Communicate with Remote Servers
18 May 2013When you need to send data back and forth with a RESTful webservice or other backend server, you need a way to structure the data that you send and receive.
In a previous age, ajax requests would send key-value pairs to webservices using query parameters or as form-encoded values in the body of a POST request.

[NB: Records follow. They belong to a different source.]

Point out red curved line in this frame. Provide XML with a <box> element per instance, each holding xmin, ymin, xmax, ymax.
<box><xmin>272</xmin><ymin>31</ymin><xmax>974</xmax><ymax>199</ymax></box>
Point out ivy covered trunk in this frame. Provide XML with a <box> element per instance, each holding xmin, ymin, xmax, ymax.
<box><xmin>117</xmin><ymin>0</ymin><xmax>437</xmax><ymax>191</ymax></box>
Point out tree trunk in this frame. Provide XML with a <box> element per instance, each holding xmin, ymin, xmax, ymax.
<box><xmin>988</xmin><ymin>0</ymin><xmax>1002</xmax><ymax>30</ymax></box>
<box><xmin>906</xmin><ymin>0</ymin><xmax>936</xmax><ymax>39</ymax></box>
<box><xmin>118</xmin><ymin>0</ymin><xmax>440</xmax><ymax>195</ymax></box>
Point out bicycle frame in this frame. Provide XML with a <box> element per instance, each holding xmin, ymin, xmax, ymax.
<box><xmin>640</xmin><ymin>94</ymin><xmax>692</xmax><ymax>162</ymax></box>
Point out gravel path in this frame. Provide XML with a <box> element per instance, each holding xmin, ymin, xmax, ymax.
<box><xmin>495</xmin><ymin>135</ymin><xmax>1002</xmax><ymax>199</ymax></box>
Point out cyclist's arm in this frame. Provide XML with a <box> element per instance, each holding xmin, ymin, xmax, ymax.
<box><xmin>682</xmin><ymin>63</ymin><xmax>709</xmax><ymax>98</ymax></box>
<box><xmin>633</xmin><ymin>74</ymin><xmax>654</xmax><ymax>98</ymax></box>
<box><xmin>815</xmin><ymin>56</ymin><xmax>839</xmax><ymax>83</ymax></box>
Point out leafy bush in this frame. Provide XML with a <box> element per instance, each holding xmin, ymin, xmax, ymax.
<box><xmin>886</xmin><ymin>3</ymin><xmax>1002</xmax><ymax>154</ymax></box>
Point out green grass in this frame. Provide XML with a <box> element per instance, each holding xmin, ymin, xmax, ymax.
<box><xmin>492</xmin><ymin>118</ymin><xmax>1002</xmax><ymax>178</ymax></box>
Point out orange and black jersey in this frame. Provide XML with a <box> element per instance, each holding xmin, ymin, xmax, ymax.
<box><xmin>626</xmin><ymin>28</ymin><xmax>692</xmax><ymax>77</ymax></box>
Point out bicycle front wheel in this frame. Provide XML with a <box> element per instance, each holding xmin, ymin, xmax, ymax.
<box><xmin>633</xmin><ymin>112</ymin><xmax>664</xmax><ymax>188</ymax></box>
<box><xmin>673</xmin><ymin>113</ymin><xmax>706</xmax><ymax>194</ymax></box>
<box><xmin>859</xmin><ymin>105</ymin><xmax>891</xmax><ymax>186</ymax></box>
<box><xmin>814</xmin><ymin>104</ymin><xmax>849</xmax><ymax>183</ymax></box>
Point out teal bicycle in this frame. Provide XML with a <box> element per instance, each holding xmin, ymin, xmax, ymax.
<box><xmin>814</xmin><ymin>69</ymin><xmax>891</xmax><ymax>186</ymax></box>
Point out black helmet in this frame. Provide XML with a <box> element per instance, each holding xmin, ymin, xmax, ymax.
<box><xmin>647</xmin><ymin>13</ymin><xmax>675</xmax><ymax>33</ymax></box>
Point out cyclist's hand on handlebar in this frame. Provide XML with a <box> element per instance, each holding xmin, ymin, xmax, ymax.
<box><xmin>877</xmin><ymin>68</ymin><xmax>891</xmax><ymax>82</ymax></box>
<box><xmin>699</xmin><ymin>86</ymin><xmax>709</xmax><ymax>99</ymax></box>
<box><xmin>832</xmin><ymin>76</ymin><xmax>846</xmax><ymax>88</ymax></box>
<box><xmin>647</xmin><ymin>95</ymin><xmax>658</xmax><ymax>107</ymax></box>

However, this gets really bulky when you need to send arrays and nested objects. Imagine trying to transmit these data via URL parameters:
{
"subscribe": [
"peter",
"henrietta",
"xavier"
]
}
The resulting URL might look something like this:
http://www.example.com/services/subscribe?subscribe[]=peter&subscribe[]=henrietta&subscribe[]=xavier
Yuck.
However, ajax requests are perfectly capable of sending JSON-encoded payloads within the body of a POST request, which is much cleaner. Here is an example of how to send a JSON-encoded POST body with the jQuery library:
$.ajax({
"contentType": "application/json",
"data": '{"subscribe": ["peter", "henrietta", "xavier"]}',
...
});
Note that you have to send the JSON object as a string, since otherwise jQuery will invoke the object’s toString() method, and you’ll end up sending “[object Object]”, which is not particularly helpful!
Just about every server-side language has a JSON library, so decoding the incoming request payload on the server side is trivial. Here are some resources for common server-side languages:
- C#
- Java
- PHP
- Python
- Ruby
Don’t forget to have the remote service send back its response in JSON, too!